Several companies today provide tools for instrumenting applications as part of systems management. For example, IBM’s Tivoli Global Enterprise Manager provides a way to instrumentation—monitor and control—applications. Business activity monitoring (BAM), for example, uses the output of instrumented applications to provide fodder for managing business processes. BAM tracks events from a specified domain, such as a network of ATM machines to check for anomalous behavior. A next phase will be extending BAM to EAM (enterprise activity monitoring), which connects business processes into the broader context of the enterprise infrastructure. This kind of instrumentation—through a variety of tools such as integration brokers and systems management or more integrated suites--provides a more comprehensive view of inner workings of critical business functions. However, BAM is still more an afterthought rather than a function built from ground up into the business process.

The practice of combining architecting and instrumenting IT throughout an enterprise is still in an embryonic stage. Most instrumentation beyond monitoring events and feeding them to a console occurs ex post facto. In many cases, instrumentation is isolated to some components, such as servers and databases, or they must be retrofitted. Instrumented applications from one vendor may not work well with those from other vendors. As a result, the cost of Instrumenting is attached to the high cost of integration services. In addition, most instrumentation is focused on monitoring, rather than on taking dynamic actions based on a set of inputs and rules.

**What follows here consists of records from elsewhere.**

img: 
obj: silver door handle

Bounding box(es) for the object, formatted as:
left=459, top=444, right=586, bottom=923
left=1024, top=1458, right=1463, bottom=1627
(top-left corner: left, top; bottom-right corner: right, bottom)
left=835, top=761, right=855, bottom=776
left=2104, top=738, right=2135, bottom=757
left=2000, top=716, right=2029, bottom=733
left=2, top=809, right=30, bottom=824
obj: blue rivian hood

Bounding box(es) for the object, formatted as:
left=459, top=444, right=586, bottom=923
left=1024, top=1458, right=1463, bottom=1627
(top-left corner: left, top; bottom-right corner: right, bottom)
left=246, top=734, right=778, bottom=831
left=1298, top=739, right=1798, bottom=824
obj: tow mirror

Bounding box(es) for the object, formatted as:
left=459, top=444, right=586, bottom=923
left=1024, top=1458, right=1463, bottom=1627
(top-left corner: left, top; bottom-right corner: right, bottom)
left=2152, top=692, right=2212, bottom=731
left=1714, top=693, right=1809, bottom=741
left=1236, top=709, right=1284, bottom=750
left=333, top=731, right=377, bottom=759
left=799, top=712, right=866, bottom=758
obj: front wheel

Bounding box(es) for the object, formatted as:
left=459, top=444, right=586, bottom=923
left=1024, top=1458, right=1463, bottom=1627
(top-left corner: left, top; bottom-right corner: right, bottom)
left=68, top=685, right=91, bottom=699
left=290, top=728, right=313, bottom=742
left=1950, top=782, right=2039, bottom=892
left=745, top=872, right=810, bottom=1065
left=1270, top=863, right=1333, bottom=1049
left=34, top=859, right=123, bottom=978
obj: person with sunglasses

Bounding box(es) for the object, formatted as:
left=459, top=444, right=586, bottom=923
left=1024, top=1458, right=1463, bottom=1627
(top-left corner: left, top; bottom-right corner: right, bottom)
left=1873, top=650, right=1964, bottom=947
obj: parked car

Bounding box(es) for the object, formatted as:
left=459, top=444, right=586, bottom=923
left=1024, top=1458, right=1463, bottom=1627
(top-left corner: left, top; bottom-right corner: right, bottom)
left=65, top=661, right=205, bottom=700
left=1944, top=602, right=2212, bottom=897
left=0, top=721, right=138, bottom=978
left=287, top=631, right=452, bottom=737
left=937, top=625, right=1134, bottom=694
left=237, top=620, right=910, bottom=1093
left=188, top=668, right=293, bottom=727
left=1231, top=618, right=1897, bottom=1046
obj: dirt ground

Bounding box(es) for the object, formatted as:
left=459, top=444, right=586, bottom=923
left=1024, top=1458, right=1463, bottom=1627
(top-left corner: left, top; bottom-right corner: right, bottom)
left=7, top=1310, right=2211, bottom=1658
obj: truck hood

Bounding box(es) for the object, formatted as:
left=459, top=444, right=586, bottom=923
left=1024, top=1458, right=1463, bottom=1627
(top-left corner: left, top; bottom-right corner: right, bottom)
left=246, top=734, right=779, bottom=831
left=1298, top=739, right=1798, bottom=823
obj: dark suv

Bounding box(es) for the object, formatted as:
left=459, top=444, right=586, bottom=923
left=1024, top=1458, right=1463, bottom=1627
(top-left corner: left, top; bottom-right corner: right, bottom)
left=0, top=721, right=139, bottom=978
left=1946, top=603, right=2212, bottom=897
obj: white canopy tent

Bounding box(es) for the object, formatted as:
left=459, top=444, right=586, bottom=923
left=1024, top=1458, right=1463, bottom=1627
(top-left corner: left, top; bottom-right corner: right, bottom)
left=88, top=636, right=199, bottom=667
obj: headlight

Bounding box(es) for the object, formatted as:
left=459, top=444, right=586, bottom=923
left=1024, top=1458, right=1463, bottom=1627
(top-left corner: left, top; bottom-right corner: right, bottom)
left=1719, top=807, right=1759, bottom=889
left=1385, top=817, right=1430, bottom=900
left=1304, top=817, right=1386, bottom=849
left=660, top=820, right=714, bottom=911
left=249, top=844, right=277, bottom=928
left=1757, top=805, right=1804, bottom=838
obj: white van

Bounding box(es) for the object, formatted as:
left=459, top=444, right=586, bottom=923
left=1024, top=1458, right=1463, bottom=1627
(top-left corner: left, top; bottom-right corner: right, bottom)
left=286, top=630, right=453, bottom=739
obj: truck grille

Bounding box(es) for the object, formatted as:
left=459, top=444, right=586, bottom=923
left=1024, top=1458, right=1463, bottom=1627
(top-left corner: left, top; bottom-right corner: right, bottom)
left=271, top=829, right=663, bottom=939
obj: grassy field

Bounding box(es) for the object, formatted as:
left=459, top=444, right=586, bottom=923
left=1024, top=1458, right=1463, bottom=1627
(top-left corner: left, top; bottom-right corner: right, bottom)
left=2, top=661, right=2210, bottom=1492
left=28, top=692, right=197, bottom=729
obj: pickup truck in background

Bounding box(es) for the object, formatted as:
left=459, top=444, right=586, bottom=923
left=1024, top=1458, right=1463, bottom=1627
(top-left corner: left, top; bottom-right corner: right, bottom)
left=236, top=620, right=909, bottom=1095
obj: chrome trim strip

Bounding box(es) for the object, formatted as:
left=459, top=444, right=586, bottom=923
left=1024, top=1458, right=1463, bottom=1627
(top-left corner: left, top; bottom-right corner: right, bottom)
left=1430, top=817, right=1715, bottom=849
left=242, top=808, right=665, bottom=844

Utility computing connection
Efforts by the major platform vendors to bring utility computing (on demand, adaptive enterprise, etc.) to the masses are pushing the instrumentation envelope. Pay-as-you-go server and storage capacity, for example, requires instrumentation to monitor and allocate resources based on a service level agreement.

Microsoft is tackling this problem holistically with its System Definition Model (SDM), a schema for creating “operationally aware” applications, using XML as the underlying technology. Rather than instrument applications as an afterthought, the idea is for developers to instrument applications, with both resource requirements and system monitoring, at the beginning of the process.

As described by Microsoft, an SDM description would enable the operating system to deploy an application automatically, including the allocation server, storage, and networking resource. Based on the description, or instrumentation, the SDM can adjust resource allocation during operation. The instrumentation also provides a foundation for detecting problems with an application or set of business processes and for triggering self-healing functions.

Developing end-to-end SDM support within the Windows family will take another 5 to 10 years, but Microsoft will deliver incremental changes as new versions of the server and operating system are hatched.

Other development platforms are also working on similar kinds of functionality. Sun’s experimental project, JFluid, is focused on creating profiling of Java applications by “instrumenting” the code so that it can change application behavior dynamically. IBM, among others, has focused research on autonomic computing, which the company defines as “self-managed computing systems with a minimum of human interference.” The products are variously described as on self-configuring, healing, optimizing and protecting.

Like on demand or autonomic computing, instrumenting the enterprise is a way to bring more automation and flexibility into the IT equation. Standards bodies and vendors will come up with instrumentation standards that make orchestrating IT instrumentation easier to implement. However, without making instrumenting at multiple levels and across the extended enterprise integral to the IT architecture, you’ll be grounded while more intrepid competitors are still flying high.